Power off, and disconnect the cables to the speed board. Find Q3 next to the speed pot. From Q3 center terminal, measure resistance to NORM and HIGH. To NORM, we should see from 0 to 470 ohms, depending upon the setting of trimmer R3 - run the trimmer back and forth to see. To HIGH we should see from 1k to 3.2k depending on R2. Run R2 up and down to see.

From the B terminal on P2, measure to NVR on P1, and expect something like zero to maybe 1k as you sweep the speed pot. Then B to HVR, expect something like 0 to 1.5k as you sweep the speed pot. These measurements are in the schematic section you posted.

All connected and powered, there is control signal MMS coming into pin 1 of connector A. It controls Q2, which in turn controls Q4, and via Q1, Q3. As you start and stop the transport, a volt meter should tell you if those transistors are turning on and off.

All pots measure on the money with the exception of R3 which measures 8Ω to 530Ω.
BTW, all pots were cleaned with Deoxit.

I'm not sure if you mean to check voltages elsewhere but with the transport stopped I get 4.9V on pin 1 of connector A relative to pin 2 (ground).
When the transport is started, voltage drops to zero.

That sounds like a reasonable logic transition to me, 5v to zero. So more forward to the cathode or the diode D1. (The collector of Q2.) Does that toggle too? Pin 1 of connector A is a control signal from the system controller IC. So those four transistors are more or less on/off switches.

Pots are never precise, so 530 for a 470 pot is close enough. I was worried more about open that value drift.

However, when you say the pots measure right on, it makes me think you checked each part. That is fine, but remember, this is about circuits, not parts. A dead on pot is useless if the circuit around it is broken. That is why I suggest things like measuring from the middle of Q2 to pins 1 and 2 of P1. And from pin B of P2 over to pins 3 and 4 of P1. By measuring from the edges of the board so to speak, and through the board, we are testing not only those parts, but also the connections between them. For example, if there were a broken solder joint or a cracked trace at P1 or P2, you would never find it by checking the resistors and pots.

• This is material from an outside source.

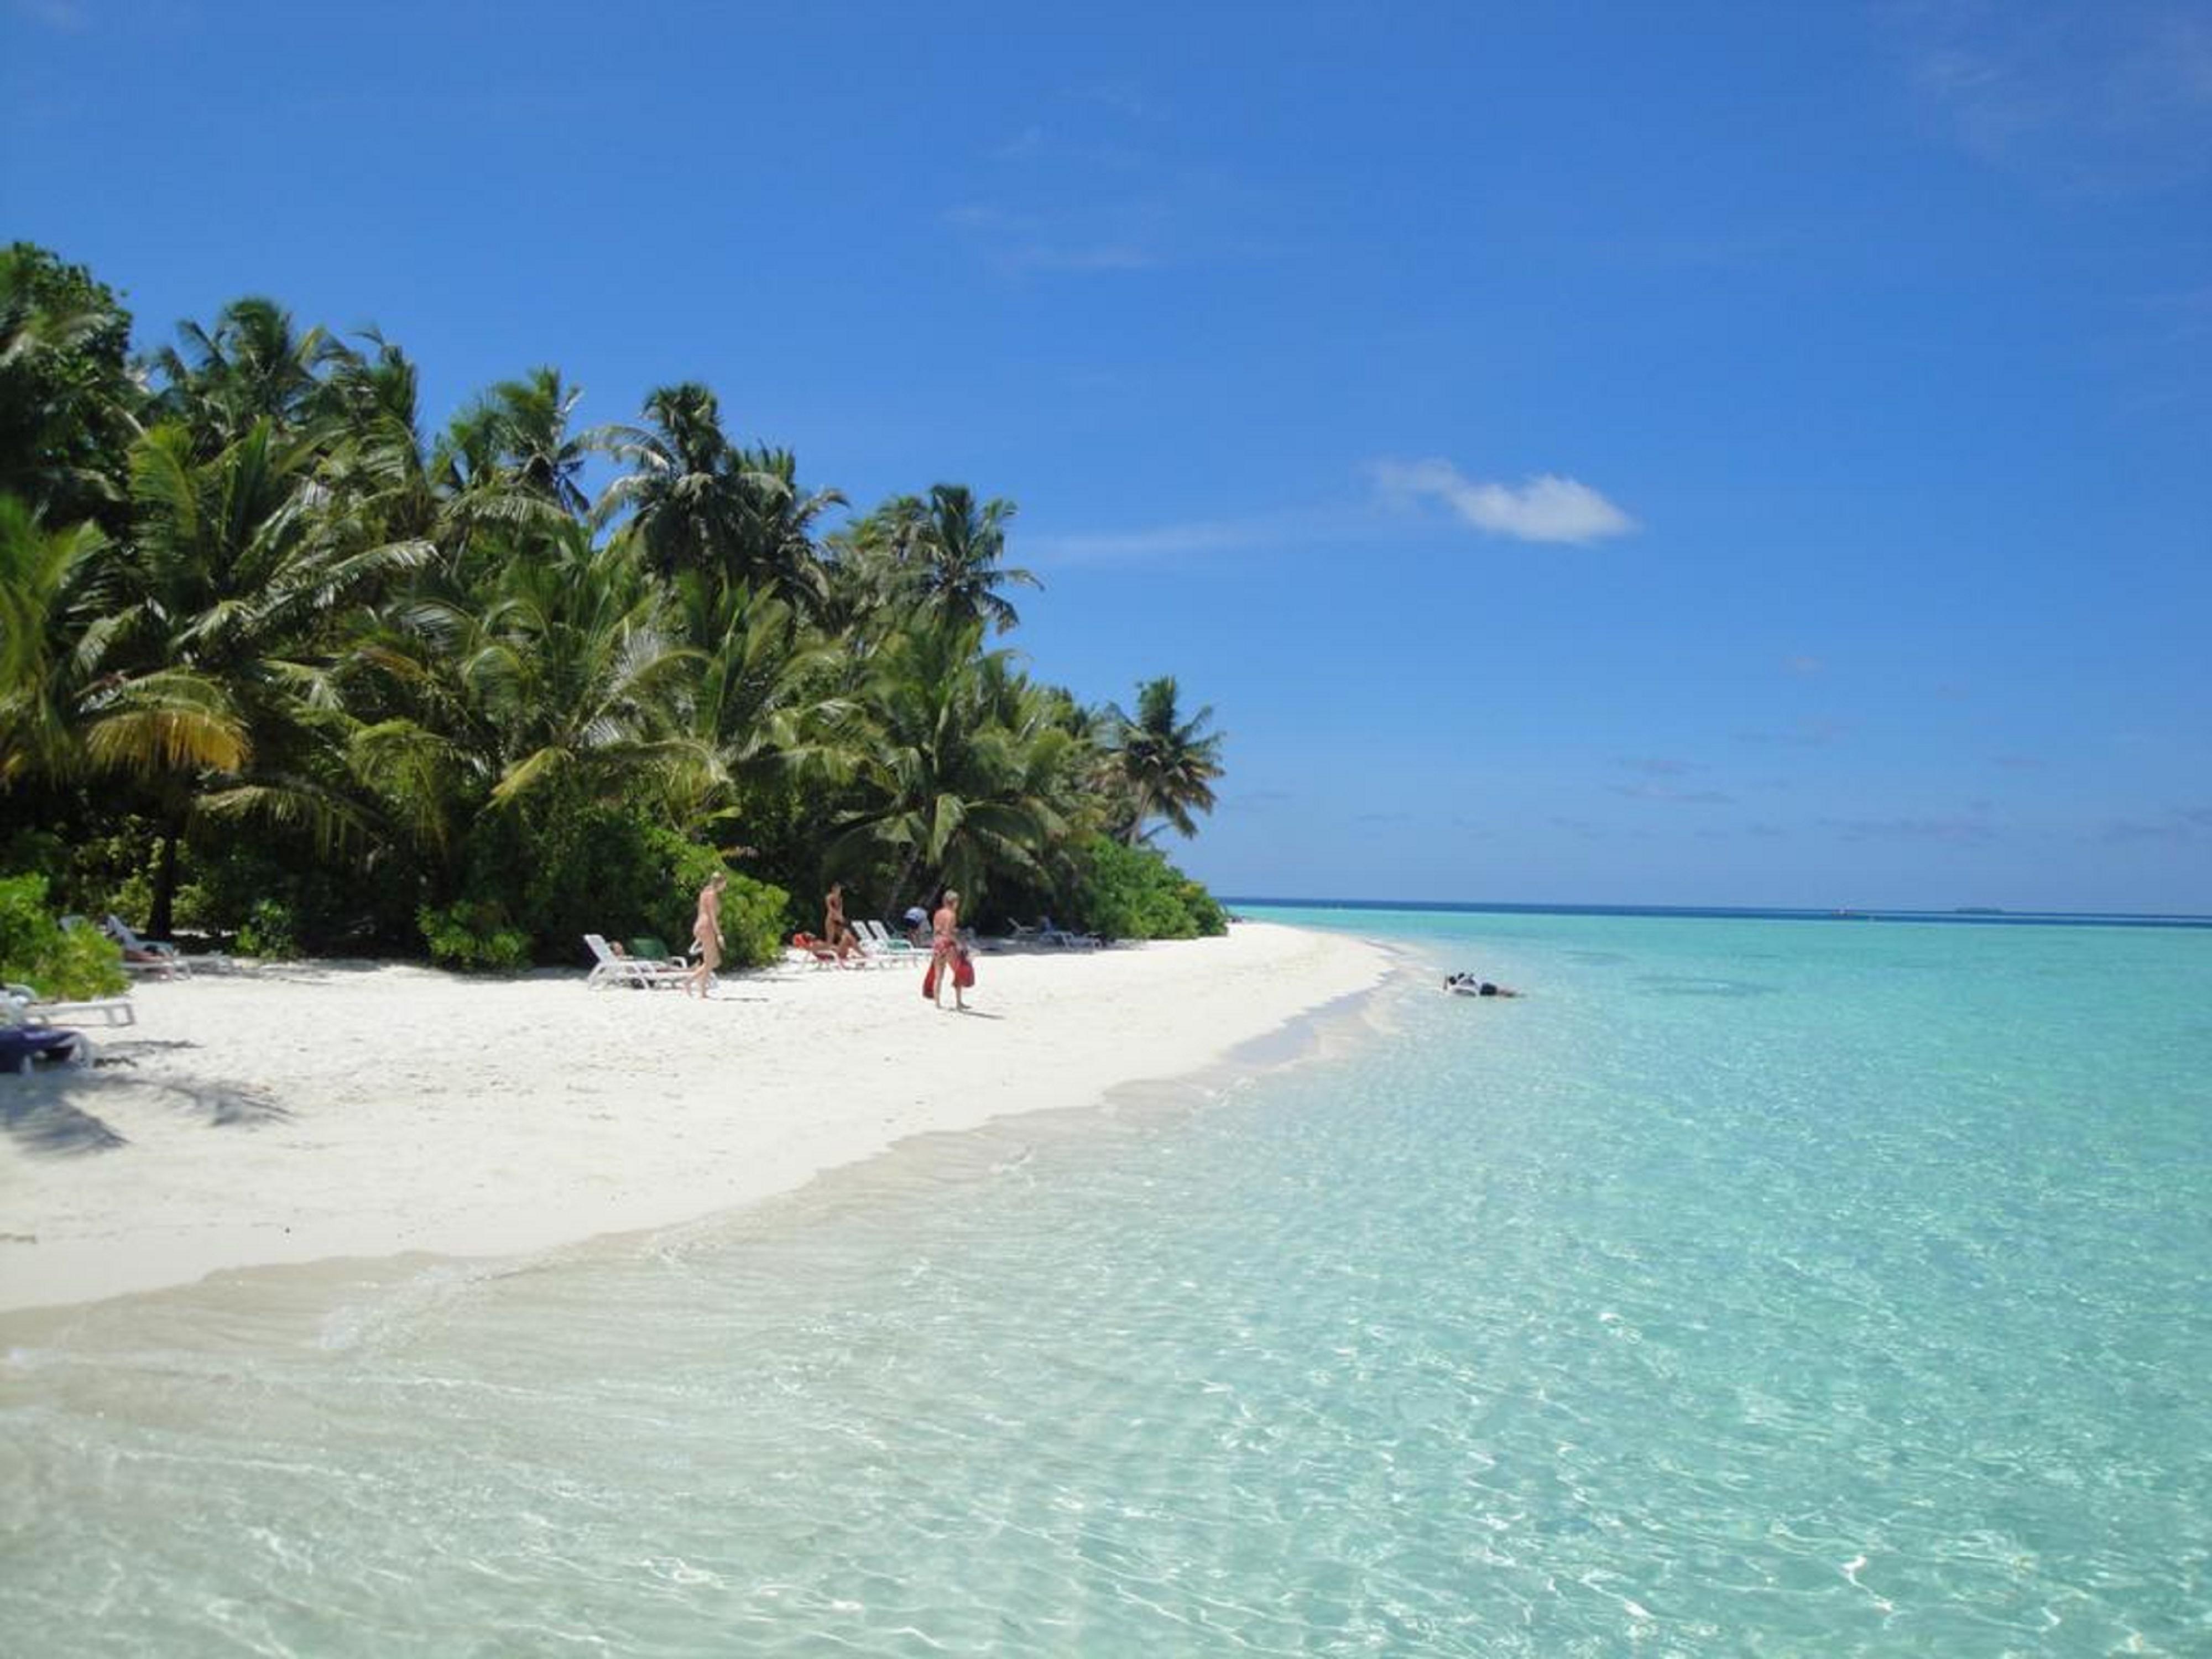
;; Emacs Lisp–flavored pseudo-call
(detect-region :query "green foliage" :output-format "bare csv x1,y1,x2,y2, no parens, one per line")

And with power off but the board connected, at least P1 connected, you can verify with your ohm meter that the appropriate pins on P1 are closed and opened by the speed switch on the panel of the unit.

Sorry for the delay in response.

Transport off: D1 Cathode 30mV , D1 Anode 650mV
Transport on: D1 Cathode 13.9V, Anode 10.6V

With speed switch at normal speed - continuity between pins 1 and 3 and also pins 1 and 4.
With speed switch at high speed - continuity between pins 2 and 4

Tape speed definitely increases when switched to high speed.

My earlier measurements were taken at the points you indicated.

Is there ANY adjustment in the speed at all? If the speed adjusts, try what I said earlier. Forward bias a diode or two in the 2 wires going directly to the motor. It won't hurt anything and reduce the voltage to the motor by .6-7v for each diode. If it takes two put one on each side. If it gets you in the adjustment range and is stable, call it a day. Also... Have you checked the ripple voltage on your DC rails? This thing is old. It would not surprise me if it has a 2200uf or 4700uf cap going south. Especially if it has sat unpowered for a while...

I have begun to think the problem is with the new motor. I have read that there are counterfeits out there. There is a hole in the back of this motor but there is no adjustment pot under it. According to what I have found, this motor can operate with a voltage supply of about 9 to 15 volts so I don't think lowering the voltage will change the speed. I have not replaced any caps or checked ripple but it sounds fine. I don't want to put anything else into it until I can get the speed right. I may look for a single speed motor if I can't get this one working.